By using function tables, we gain insight into the function's behavior, helping us understand concepts like continuity, increasing/decreasing intervals, and more.

The square root function is a specific type of mathematical function that involves finding the non-negative square root of a number. It is typically written as \( y = \sqrt{x} \), but can include other expressions inside the square root, like \( y = \sqrt{3x - 10} \) from the original exercise.

• A key characteristic of the square root function is that it is only defined for numbers inside the square root that are greater than or equal to zero. This means you have to solve an inequality to determine its domain.
• The graph of a basic square root function \( y = \sqrt{x} \) is a curve that starts at the origin (0,0) and rises slowly to the right, only staying in the first quadrant.
• If there is a more complex expression inside the square root, like \( 3x - 10 \), you solve \( 3x - 10 \geq 0 \) to find the domain.

Understanding the behavior of the square root function helps us accurately determine valid x-values and predict the shape of its graph.
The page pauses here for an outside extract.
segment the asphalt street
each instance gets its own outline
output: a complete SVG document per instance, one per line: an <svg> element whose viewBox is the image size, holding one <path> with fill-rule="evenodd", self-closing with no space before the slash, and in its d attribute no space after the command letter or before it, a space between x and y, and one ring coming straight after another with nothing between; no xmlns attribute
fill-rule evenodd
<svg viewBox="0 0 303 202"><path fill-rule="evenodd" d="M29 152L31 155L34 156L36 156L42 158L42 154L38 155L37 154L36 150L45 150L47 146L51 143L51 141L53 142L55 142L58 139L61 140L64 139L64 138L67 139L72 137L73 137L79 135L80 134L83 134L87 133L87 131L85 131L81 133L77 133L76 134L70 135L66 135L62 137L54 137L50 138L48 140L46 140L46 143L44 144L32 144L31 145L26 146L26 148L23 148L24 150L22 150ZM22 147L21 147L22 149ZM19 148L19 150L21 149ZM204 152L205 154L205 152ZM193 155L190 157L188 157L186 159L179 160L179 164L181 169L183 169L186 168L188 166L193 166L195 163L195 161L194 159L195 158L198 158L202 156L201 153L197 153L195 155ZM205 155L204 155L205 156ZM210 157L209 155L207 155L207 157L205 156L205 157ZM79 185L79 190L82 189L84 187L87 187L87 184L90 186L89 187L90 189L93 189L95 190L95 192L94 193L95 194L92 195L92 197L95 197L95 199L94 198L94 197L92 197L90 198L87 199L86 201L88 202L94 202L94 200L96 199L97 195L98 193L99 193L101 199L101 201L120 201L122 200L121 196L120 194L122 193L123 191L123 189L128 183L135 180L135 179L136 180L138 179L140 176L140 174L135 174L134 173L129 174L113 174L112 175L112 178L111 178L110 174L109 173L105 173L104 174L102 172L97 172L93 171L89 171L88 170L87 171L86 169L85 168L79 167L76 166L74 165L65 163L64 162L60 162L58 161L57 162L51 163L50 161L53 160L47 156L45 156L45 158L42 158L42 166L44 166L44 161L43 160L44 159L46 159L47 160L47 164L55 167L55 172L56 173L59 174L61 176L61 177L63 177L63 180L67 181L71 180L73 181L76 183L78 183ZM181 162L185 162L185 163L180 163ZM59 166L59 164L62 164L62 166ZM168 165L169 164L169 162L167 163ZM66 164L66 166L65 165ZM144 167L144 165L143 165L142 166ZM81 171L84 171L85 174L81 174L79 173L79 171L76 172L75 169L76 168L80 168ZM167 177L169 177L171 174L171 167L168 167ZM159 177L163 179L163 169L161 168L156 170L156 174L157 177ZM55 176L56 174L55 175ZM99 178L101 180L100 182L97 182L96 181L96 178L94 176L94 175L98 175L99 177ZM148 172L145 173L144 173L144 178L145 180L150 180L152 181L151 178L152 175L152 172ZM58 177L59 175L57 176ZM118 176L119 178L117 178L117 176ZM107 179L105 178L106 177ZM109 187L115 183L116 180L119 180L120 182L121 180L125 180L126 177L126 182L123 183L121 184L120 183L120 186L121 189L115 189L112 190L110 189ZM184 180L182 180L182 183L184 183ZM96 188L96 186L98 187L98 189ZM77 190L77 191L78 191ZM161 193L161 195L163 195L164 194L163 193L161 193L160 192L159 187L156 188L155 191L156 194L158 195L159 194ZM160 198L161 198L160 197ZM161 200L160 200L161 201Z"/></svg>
In algebra, inequalities are expressions involving the symbols \( > \), \( < \), \( \geq \), or \( \leq \). They are used when we want to express a range of possible values rather than a single solution.

• To solve an inequality, treat it much like an equation. However, remember that if you multiply or divide by a negative number, the inequality sign flips.
• The solution set to an inequality represents a range of values. For example, solving \( 3x - 10 \geq 0 \) gives us \( x \geq \frac{10}{3} \).
• Often, inequalities help us determine the domain of functions like the square root function, indicating which x-values lead to a real number output.

Mastering inequalities in algebra is critical, as they are fundamental in expressing constraints and conditions in various mathematical contexts.